Badanti e colf: anche per loro Green Pass obbligatorio, ma ci sono dubbi per questo settore

Approvato il decreto sul Green Pass, tutti i lavoratori, a prescindere dal settore dovranno adeguarsi per restare in servizio, anche le badanti e le colf
badanti

Badanti e colf dovranno avere il Green Pass per lavorare, alla stregua dei lavoratori del pubblico impiego e degli altri lavoratori del settore privato. Nessuno escluso quindi dal Super Green Pass, come è stato immediatamente ribattezzato il provvedimento che impedisce di fatto a qualsiasi lavoratore di restare in servizio senza certificato verde.

Si parte il 15 ottobre, sempre che non si decida di scaglionare l’avvio di queste regole, settimana dopo settimana con i prossimi provvedimenti.

Green Pass anche per colf e badanti quindi. E senza Green Pass multe salate anche per il lavoratore se non si adegua, oltre che per il datore di lavoro. Quest’ultimo invece può sospendere il dipendente, lasciandolo senza stipendio.

Nel settore domestico però le regole sono differenti per natura rispetto alla stragrande maggioranza degli altri settori. Ed è qui che molti criticano il governo sulla scarsa attitudine che ha nel calarsi nelle singole realtà di settore, oggettivamente differenti le une dalle altre.

Provvedimenti troppo generici ed estesi a macchia d’olio sono scarsamente produttivi come effetti e la dimostrazione nel settore domestico è lampante.

Badante con il Green Pass, perché è difficile restare in linea con ciò che il decreto ha previsto

Parlando del Super Green Pass è emerso che ieri nel decreto, oltre alla sua obbligatorietà, viene prevista la tutela del posto di lavoro per chi ne è privo. In altri termini, il lavoratore che non ha il Green Pass può essere multato se trovato al lavoro dagli organi di controllo.

Questo vale pure per il settore domestico. Sono previste sanzioni tra i 600 e 1.500 euro per chi aggira i controlli e viene sorpreso all’interno del luogo di lavoro senza certificazione verde. Allo stesso tempo, sanzioni tra i 400 e i 1.000 euro per i datori di lavoro che consapevolmente consentono a chi è sprovvisto di Green Pass di lavorare.

Alla luce di tutto ciò, il datore di lavoro può sospendere il lavoratore che non ha il Green Pass. Sospensione senza stipendio, e già dal primo giorno di assenza che risulta ingiustificata.

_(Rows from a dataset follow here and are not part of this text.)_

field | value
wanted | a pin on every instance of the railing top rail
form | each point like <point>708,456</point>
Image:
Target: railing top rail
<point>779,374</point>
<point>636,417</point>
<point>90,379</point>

Ma il decreto prevede anche la conservazione del posto di lavoro per il dipendente che non adempie all’obbligo di Green Pass. In pratica, divieto di licenziare il lavoratore. Una cosa fattibile in fabbrica, in una impresa edile, in un ristorante e così via. Ben più difficile in una famiglie e per badanti o colf.

Cosa deve fare la badante

Alla badante piuttosto che alla colf quindi, non resterebbe altra via che munirsi di Green Pass. Per i guariti dal Covid, ma piuttosto recenti, il problema non c’è, visto che la certificazione verde spetta di diritto per il periodo di tempo previsto dalla normativa.

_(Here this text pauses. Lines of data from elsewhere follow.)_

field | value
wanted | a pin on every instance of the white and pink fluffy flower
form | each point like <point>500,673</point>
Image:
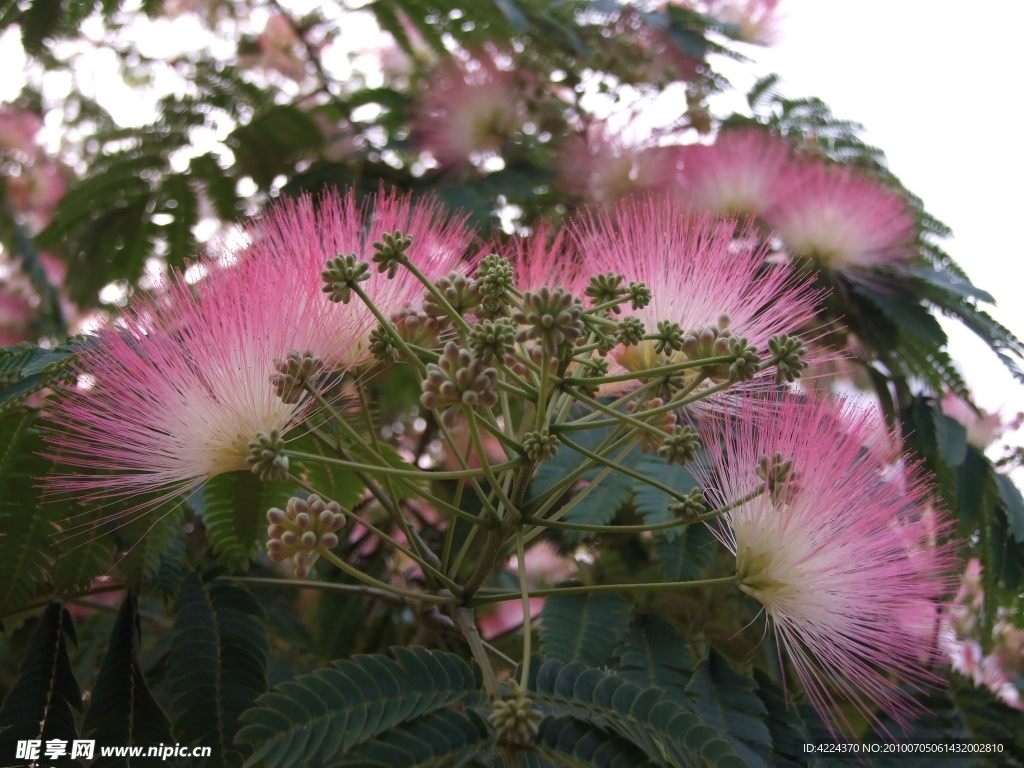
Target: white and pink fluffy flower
<point>468,110</point>
<point>698,268</point>
<point>983,428</point>
<point>736,175</point>
<point>838,548</point>
<point>602,168</point>
<point>300,236</point>
<point>841,218</point>
<point>546,258</point>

In alternativa, il vaccino è la soluzione più duratura ed è anche quella su cui spinge il governo. Infatti la seconda strada, quella del tampone, da effettuarsi ogni due giorni, sarebbe a pagamento e a carico della lavoratrice.

Quale badante oggi accetterebbe di spendere 15 euro a tampone ogni 48 ore pur di lavorare? Senza Green Pass dunque, sospensione dal lavoro e senza stipendio. Ma nel settore domestico il datore di lavoro può licenziare la lavoratrice senza particolari adempimenti. Basta dare il preavviso stabilito per legge in base all’anzianità di servizio.

Non ci sono motivazioni da dare, non ci sono vincoli ad assumere un’altra badante in sostituzione delle precedente se si licenzia la prima. Soprattutto per la badante, il suo ruolo è fondamentale e difficilmente con una sospensione si può andare avanti.

L’anziano a cui presta assistenza, ha la necessità di avere una badante a fianco. Che sia una o l’altra poco importa. Nel settore, a prescindere dalla regola stabilita dal decreto del Super Green Pass, della salvaguardia del posto di lavoro,  la famiglia con assoluta facilità potrebbe, licenziare la badante senza Green Pass per assumerne un’altra che ha adempiuto all’obbligo.